Kehamilan merupakan sebuah impian besar bagi semua wanita yang sudah berumah tangga. Begitu pun dengan Arumi. Wanita cantik yang berprofesi sebagai dokter bedah di salah satu rumah sakit terkenal di Jakarta. Ia memiliki impian agar bisa hamil. Namun, apa daya selama 5 tahun pernikahan, Tuhan belum juga memberikan amanah padanya.
Hanya karena belum hamil, Mahesa dan kedua mertua Arumi mendukung sang anak untuk berselingkuh.
Di saat kisruh rumah tangga semakin memanas, Arumi harus menerima perlakuan kasar dari rekan sejawatnya, bernama Rayyan. Akibat sering bertemu, tumbuh cinta di antara mereka.
Akankah Arumi mempertahankan rumah tangganya bersama Mahesa atau malah memilih Rayyan untuk dijadikan pelabuhan terakhir?
Kisah ini menguras emosi tetapi juga mengandung kebucinan yang hakiki. Ikuti terus kisahnya di dalam cerita ini!

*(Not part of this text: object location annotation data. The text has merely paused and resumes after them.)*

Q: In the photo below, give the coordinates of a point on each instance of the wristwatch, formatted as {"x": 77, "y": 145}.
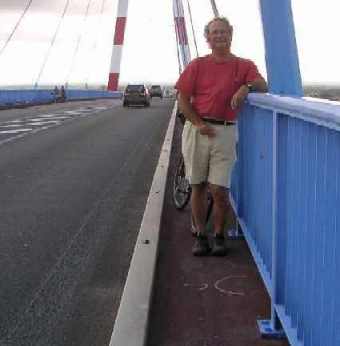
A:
{"x": 250, "y": 87}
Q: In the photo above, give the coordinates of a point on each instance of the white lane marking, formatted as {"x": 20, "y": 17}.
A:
{"x": 15, "y": 131}
{"x": 43, "y": 123}
{"x": 75, "y": 112}
{"x": 49, "y": 115}
{"x": 10, "y": 125}
{"x": 200, "y": 287}
{"x": 54, "y": 117}
{"x": 229, "y": 292}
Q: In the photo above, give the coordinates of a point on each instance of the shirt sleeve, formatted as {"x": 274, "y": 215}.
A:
{"x": 252, "y": 72}
{"x": 187, "y": 79}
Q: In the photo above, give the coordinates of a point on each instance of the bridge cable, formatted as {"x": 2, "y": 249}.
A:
{"x": 51, "y": 44}
{"x": 192, "y": 27}
{"x": 178, "y": 53}
{"x": 94, "y": 46}
{"x": 16, "y": 26}
{"x": 183, "y": 52}
{"x": 78, "y": 44}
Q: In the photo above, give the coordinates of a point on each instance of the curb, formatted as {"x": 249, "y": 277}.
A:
{"x": 131, "y": 323}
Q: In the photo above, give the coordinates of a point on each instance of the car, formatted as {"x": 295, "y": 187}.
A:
{"x": 156, "y": 91}
{"x": 136, "y": 94}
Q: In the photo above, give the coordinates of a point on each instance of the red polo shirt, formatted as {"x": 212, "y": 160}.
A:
{"x": 212, "y": 84}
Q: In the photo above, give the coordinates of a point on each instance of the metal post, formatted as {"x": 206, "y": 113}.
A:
{"x": 118, "y": 45}
{"x": 281, "y": 50}
{"x": 272, "y": 328}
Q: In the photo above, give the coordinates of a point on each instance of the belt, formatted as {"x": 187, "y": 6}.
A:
{"x": 219, "y": 121}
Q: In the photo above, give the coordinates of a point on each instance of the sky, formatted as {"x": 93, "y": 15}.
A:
{"x": 48, "y": 47}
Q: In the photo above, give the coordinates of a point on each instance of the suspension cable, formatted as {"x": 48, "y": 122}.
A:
{"x": 16, "y": 26}
{"x": 78, "y": 43}
{"x": 192, "y": 27}
{"x": 94, "y": 47}
{"x": 214, "y": 7}
{"x": 183, "y": 51}
{"x": 178, "y": 53}
{"x": 51, "y": 44}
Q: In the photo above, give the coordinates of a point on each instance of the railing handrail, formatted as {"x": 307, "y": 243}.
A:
{"x": 322, "y": 112}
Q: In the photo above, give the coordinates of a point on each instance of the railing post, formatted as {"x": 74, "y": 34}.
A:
{"x": 272, "y": 328}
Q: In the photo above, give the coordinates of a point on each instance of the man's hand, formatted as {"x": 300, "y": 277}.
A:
{"x": 239, "y": 97}
{"x": 206, "y": 130}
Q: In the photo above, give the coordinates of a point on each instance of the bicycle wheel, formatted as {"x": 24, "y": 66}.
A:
{"x": 181, "y": 187}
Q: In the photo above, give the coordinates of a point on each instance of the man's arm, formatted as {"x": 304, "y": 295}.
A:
{"x": 257, "y": 85}
{"x": 189, "y": 113}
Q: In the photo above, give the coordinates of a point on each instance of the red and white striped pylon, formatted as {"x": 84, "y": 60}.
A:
{"x": 181, "y": 33}
{"x": 118, "y": 45}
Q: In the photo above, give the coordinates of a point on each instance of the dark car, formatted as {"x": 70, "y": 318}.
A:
{"x": 136, "y": 94}
{"x": 156, "y": 91}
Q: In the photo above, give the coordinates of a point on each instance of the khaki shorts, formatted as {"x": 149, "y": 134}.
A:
{"x": 209, "y": 159}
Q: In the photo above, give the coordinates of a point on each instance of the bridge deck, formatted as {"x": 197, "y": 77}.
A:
{"x": 204, "y": 301}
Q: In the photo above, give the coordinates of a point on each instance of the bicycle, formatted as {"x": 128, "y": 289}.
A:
{"x": 181, "y": 192}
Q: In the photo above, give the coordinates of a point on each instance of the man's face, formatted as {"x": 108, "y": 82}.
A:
{"x": 219, "y": 35}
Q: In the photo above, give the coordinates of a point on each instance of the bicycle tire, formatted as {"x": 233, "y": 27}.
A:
{"x": 181, "y": 188}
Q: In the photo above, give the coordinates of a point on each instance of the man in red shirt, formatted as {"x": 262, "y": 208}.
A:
{"x": 210, "y": 91}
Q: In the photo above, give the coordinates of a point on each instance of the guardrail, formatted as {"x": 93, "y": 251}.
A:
{"x": 22, "y": 98}
{"x": 286, "y": 193}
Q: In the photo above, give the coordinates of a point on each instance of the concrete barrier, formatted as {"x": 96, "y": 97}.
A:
{"x": 29, "y": 97}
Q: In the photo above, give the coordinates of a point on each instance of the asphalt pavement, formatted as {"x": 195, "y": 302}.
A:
{"x": 74, "y": 183}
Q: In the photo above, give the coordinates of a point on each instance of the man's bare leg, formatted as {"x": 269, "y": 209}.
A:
{"x": 221, "y": 208}
{"x": 199, "y": 210}
{"x": 199, "y": 206}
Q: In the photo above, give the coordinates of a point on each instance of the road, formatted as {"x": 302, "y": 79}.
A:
{"x": 74, "y": 181}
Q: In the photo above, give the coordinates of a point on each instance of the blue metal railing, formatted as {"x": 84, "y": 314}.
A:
{"x": 285, "y": 190}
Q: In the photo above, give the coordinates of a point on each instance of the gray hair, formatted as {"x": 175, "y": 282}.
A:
{"x": 222, "y": 19}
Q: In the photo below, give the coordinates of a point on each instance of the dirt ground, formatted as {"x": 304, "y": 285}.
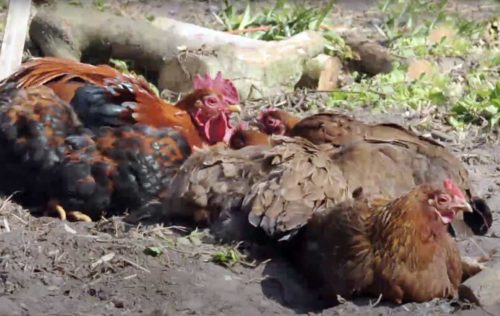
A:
{"x": 50, "y": 267}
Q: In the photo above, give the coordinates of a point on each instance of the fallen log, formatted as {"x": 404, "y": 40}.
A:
{"x": 16, "y": 29}
{"x": 258, "y": 68}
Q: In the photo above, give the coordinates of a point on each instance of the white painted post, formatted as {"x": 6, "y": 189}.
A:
{"x": 14, "y": 37}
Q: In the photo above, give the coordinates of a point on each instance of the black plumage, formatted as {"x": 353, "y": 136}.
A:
{"x": 50, "y": 156}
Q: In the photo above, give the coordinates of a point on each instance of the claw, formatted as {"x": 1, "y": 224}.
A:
{"x": 76, "y": 216}
{"x": 79, "y": 217}
{"x": 61, "y": 212}
{"x": 54, "y": 207}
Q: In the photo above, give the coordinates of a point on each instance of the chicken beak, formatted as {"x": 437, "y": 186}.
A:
{"x": 234, "y": 108}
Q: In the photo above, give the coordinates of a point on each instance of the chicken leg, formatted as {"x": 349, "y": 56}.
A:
{"x": 75, "y": 216}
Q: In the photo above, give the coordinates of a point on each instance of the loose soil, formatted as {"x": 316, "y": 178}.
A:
{"x": 51, "y": 267}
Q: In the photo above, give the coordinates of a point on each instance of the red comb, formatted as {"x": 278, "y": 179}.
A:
{"x": 452, "y": 188}
{"x": 219, "y": 84}
{"x": 242, "y": 126}
{"x": 265, "y": 111}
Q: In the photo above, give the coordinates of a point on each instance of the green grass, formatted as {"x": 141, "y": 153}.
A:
{"x": 471, "y": 97}
{"x": 282, "y": 21}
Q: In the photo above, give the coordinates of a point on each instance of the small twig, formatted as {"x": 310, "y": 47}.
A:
{"x": 6, "y": 225}
{"x": 19, "y": 219}
{"x": 128, "y": 277}
{"x": 376, "y": 302}
{"x": 135, "y": 265}
{"x": 103, "y": 259}
{"x": 251, "y": 29}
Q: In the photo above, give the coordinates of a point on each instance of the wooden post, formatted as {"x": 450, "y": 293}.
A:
{"x": 14, "y": 36}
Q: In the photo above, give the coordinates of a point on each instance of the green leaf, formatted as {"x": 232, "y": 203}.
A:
{"x": 438, "y": 98}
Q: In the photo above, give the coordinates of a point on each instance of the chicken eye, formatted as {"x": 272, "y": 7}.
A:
{"x": 210, "y": 102}
{"x": 443, "y": 199}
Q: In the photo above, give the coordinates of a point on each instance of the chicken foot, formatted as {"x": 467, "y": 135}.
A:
{"x": 75, "y": 216}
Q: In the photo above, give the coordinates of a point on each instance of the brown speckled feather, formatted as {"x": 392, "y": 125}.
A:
{"x": 431, "y": 162}
{"x": 300, "y": 180}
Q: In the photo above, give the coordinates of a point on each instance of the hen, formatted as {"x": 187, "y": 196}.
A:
{"x": 398, "y": 249}
{"x": 50, "y": 157}
{"x": 339, "y": 130}
{"x": 275, "y": 187}
{"x": 281, "y": 185}
{"x": 101, "y": 95}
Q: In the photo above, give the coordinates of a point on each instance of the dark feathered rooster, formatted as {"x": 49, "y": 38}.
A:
{"x": 341, "y": 130}
{"x": 101, "y": 95}
{"x": 399, "y": 249}
{"x": 51, "y": 157}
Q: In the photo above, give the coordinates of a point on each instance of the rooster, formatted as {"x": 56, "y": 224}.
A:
{"x": 398, "y": 249}
{"x": 52, "y": 157}
{"x": 341, "y": 130}
{"x": 101, "y": 95}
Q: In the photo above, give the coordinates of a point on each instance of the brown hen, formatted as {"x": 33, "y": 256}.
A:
{"x": 399, "y": 249}
{"x": 340, "y": 130}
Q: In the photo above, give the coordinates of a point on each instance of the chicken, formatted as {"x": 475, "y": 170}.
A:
{"x": 399, "y": 249}
{"x": 243, "y": 136}
{"x": 274, "y": 187}
{"x": 101, "y": 95}
{"x": 274, "y": 121}
{"x": 51, "y": 157}
{"x": 338, "y": 129}
{"x": 281, "y": 185}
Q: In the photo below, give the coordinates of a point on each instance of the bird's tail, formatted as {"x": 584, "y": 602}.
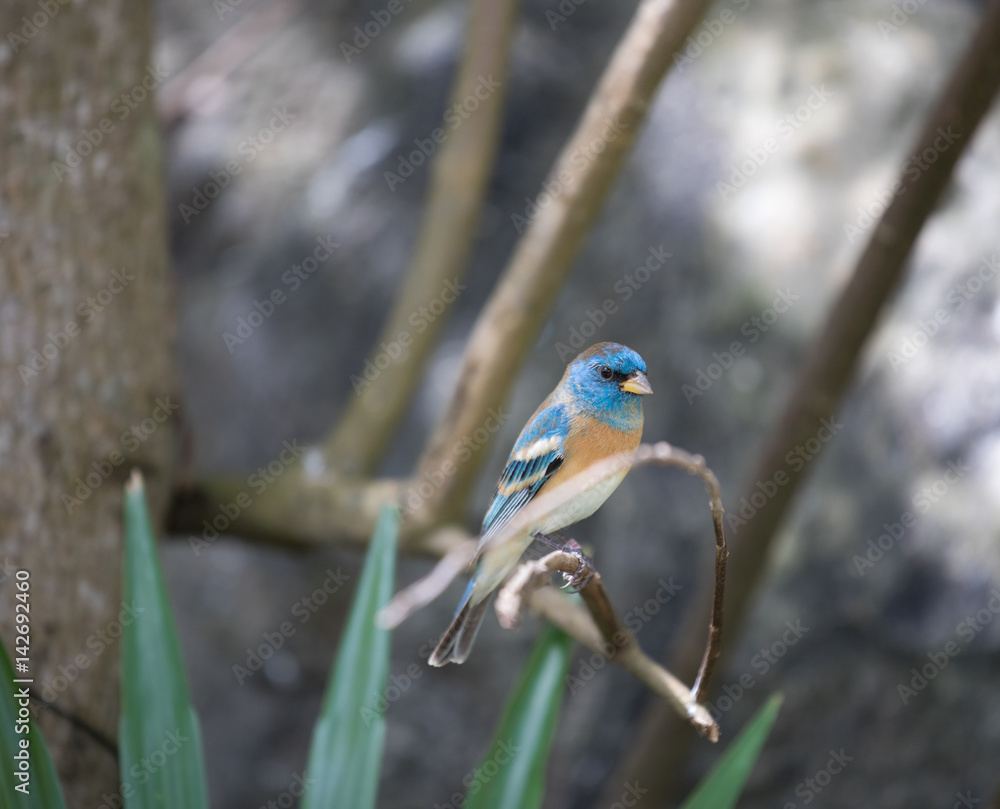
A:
{"x": 457, "y": 640}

Karya ini diterbitkan atas izin NovelToon senja_90, isi konten hanyalah pandangan pribadi pembuatnya, tidak mewakili NovelToon sendiri
Sebuah Pesan
WARNING! HARAP BIJAK DALAM MEMBACA. 🚫18+
Gadis itu menggunakan pakaian serba minim. Kaos ketat berwarna putih dipadu dengan rok mini di atas lutut membuatnya semakin seksi. Dengan gerakan cepat, ia menarik lengan Mahesa hingga posisi keduanya saling berpelukan.
"Aku sangat merindukanmu, Mas." Ia menangkup wajah Mahesa lalu mendaratkan sebuah ciuman di bibir pria itu. Tangan gadis itu mulai bergrilya mencari sesuatu yang akan membuatnya merintih kesakitan.
Mendapatkan serangan bertubi-tubi membuat singa yang bersemayam dalam diri Mahesa bangkit. Dia membalas pagutan sang kekasih dengan buas. Menekan tengkuk kekasih gelapnya itu kemudian lidahnya menerobos masuk dan menjelajah semakin dalam.
Setelah cukup puas, Mahesa melepas pangutannya lalu mengusap bagian belakang gadis itu kemudian meremasnya seperti sedang memainkan squishy hingga tersengar suara nakal yang keluar dari mulut gadis itu. Mendengar suara seksi sang kekasih membuat pria itu semakin bersemangat menjelajah setiap inchi tubuh gadis itu.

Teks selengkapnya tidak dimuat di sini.